Dubourg daniel 618 philosophe 72023

Par Daniel DUBOURG

Pardon, Vladimir

     On dit qu’une page vient de se tourner. Cela ne signifie pas que le roman est fini. À moins d’avoir longuement délaissé son livre, on a en mémoire toute l’histoire qui se poursuit à la première ligne en haut à gauche, pour certains, et à droite pour d’autres.
Il est des histoires que l’on souhaiterait oublier, ne pas reprendre, interrompre, n’avoir jamais lue, jeter au feu purificateur, avec l’espoir fervent et naïf qu’aucune autre du même cru ne viendra la remplacer.
Nous savons cependant que la répétition existe et fait partie de ce monde.

   On va même jusqu’à dire que l’histoire se répète. On pourrait d’ailleurs s’en étonner, mais force est de constater que cette règle aux allures de cercle vicieux fonctionne. Bien sûr, elles ne sont jamais exactement les mêmes, les histoires ; elles se ressemblent plus par le fond que par la forme. Encore que… Mais leurs conclusions sont communes et on y trouve au choix et dans le désordre : misère, anéantissement, égarement, douleur. On pourrait trouver d’autres mots encore, mais ces derniers sont si représentatifs qu’ils suffisent.
Il en est de méconnues, des histoires, qui n’affleurent pas ou mettent du temps à émerger. Les autres (oserions-nous dire « plus célèbres » ?) concernent tant d’humains qu’il leur est difficile, voire impossible de passer inaperçues. Toutes ont la même couleur, celle de l’obscur. Et du sang. Le temps opérant, le souvenir éloigne, édulcore, adoucit, efface ou estompe, mettant encore plus à distance, non seulement les faits, mais aussi la partie intime et profonde de chaque être qui subit, cette part d’ineffable, de difficilement communicable qui ne peut se résumer à un simple fait.

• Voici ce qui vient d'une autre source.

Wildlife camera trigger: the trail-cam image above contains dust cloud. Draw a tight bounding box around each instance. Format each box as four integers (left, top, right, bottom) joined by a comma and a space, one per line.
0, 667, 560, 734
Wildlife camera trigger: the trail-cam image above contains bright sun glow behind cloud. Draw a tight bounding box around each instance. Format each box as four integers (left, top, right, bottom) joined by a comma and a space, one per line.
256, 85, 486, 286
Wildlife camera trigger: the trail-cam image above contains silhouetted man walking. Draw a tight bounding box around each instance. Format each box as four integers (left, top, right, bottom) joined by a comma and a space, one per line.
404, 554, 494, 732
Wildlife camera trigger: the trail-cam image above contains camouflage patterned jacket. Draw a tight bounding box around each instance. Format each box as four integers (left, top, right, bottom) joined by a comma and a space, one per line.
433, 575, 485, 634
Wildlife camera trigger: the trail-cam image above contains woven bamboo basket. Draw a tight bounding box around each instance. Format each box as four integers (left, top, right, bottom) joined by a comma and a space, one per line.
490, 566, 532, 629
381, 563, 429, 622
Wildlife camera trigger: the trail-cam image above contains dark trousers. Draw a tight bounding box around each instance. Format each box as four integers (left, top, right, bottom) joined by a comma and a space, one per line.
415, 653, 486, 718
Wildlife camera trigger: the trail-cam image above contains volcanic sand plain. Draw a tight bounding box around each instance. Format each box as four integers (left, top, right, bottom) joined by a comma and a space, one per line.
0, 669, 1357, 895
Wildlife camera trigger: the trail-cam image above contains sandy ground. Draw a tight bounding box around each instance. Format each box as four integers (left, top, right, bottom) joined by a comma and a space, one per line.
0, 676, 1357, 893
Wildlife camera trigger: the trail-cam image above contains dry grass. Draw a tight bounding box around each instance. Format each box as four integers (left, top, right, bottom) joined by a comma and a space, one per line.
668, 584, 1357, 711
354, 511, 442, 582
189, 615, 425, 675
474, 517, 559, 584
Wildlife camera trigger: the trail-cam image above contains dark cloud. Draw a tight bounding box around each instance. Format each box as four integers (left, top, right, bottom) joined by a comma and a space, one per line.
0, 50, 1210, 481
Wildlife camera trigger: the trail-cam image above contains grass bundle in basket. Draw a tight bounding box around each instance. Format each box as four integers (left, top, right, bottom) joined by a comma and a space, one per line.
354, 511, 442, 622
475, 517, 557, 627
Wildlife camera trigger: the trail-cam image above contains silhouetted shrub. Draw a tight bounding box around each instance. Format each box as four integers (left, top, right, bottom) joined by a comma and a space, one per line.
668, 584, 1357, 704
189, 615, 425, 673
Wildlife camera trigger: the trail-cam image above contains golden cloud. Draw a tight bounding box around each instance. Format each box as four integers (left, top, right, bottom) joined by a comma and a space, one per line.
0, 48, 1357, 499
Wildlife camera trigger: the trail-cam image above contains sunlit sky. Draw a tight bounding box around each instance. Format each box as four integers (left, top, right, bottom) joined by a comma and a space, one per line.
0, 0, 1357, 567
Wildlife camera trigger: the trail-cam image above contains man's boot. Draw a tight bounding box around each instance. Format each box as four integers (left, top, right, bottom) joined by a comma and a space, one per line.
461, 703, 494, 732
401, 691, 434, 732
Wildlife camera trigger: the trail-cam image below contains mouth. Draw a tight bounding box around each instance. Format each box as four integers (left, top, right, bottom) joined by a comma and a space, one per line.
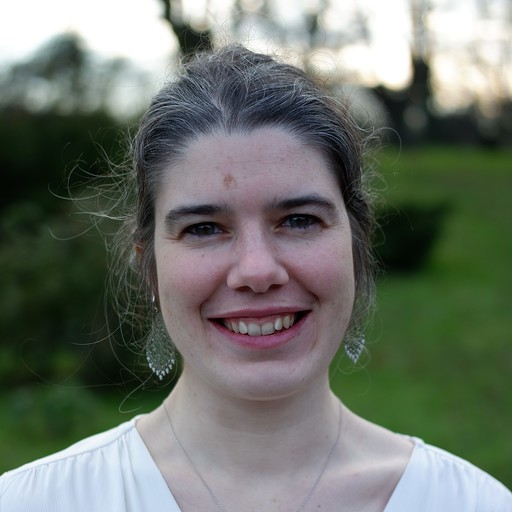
215, 311, 308, 336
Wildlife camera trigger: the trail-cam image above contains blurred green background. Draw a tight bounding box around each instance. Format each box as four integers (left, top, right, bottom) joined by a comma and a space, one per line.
0, 0, 512, 487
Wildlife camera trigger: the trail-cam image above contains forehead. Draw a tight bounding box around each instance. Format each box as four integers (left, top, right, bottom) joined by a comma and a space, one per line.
157, 128, 341, 206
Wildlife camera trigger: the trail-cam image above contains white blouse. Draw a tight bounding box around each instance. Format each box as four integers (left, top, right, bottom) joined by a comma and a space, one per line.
0, 418, 512, 512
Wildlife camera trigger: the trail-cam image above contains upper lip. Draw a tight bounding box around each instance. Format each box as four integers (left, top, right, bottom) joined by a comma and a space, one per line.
209, 306, 311, 320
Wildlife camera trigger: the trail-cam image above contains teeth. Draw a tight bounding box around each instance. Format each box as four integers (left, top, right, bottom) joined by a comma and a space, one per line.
224, 314, 295, 336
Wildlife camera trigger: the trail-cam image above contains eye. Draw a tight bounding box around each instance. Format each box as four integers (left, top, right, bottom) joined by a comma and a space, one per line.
282, 214, 320, 229
183, 222, 223, 238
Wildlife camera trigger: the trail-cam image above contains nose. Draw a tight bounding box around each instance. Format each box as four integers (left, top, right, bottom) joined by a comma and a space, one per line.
227, 229, 289, 293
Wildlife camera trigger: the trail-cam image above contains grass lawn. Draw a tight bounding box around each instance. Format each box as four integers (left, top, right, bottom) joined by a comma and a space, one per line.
0, 148, 512, 487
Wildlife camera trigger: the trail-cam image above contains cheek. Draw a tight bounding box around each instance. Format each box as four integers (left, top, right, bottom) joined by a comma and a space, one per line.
156, 250, 221, 316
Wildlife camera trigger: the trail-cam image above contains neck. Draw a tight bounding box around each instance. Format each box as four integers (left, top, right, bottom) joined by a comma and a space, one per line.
166, 375, 339, 478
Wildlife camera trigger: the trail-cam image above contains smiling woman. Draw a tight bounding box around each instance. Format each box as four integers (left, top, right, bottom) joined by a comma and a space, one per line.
0, 46, 512, 512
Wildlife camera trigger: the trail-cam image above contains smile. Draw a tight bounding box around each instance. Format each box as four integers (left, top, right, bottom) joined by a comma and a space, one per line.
220, 313, 305, 336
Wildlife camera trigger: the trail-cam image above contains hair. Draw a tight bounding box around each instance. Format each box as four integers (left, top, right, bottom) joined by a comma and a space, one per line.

    Il y a sans doute des décideurs de misère qui choisissent une option de leur propre logique pour semer guerre et désolation, avec l’indéracinable conviction que celle-ci se justifie parce qu’elle est indispensable et répond à certains critères personnels. Désormais, on comprend mal de quelle façon sont pris en compte par ces derniers la liberté de pensée et le désir de vivre en paix. Désormais, on se trouve face au besoin d’assouvissement d’un seul être qui, dans sa logique, imposera sa vision du monde, la vision de son monde au plus grand nombre, parce qu’il ne saurait en être autrement. Voilà qui ne tolère aucune contestation. Voilà qui génère la peur.

     Pardonne-moi, Vladimir. Tu as peut-être, certainement même, vécu des choses horribles dans ta prime enfance, ton adolescence. Tu dois cacher bien des blessures profondes, des frustrations inassouvies, des amertumes jamais adoucies pour en arriver là. Ou tout bêtement, tu as peut-être connu une jeunesse heureuse, sans drames particuliers, sans profondes souffrances, sans grandes injustices. Une chose est sûre, tu as sans aucun doute d’excellentes raisons d’agir comme tu le fais. Tu dois posséder la panoplie complète du justicier vengeur qui veut montrer à tous ce que c’est qu’être dans la vérité et dans l’histoire. Tu dois sans aucun doute savoir parfaitement expliquer et justifier l’ensemble de tes actes. Tu dois sans doute comprendre la souffrance de celles et ceux, jeunes et vieux, petits et grands que tu anéantis pour convenances personnelles. Il est même à parier que tu en souffres toi-même et que tu les comprends. En fait, il suffit juste de te comprendre.
Et pendant qu’on y est, pardon Jair, pardon Kim, pardon Rodrigo, pardon Xi, pardon Bachar, pardon à tous ceux, petits et grands dictateurs semés aux quatre coins du globe, la terreur en bandoulière. La liste est si longue…
Si l’on dit que l’amour pardonne, se fait par don, difficile de pardonner. Sans imiter, sans répondre avec la même arme. Sans arme. Sans larmes, non plus.
La nouvelle page du même livre, qui se tourne doit s’écrire différemment. Si, si. Et chacune, chacun peut prendre sa plume et s’y mettre. C’est un acte de foi.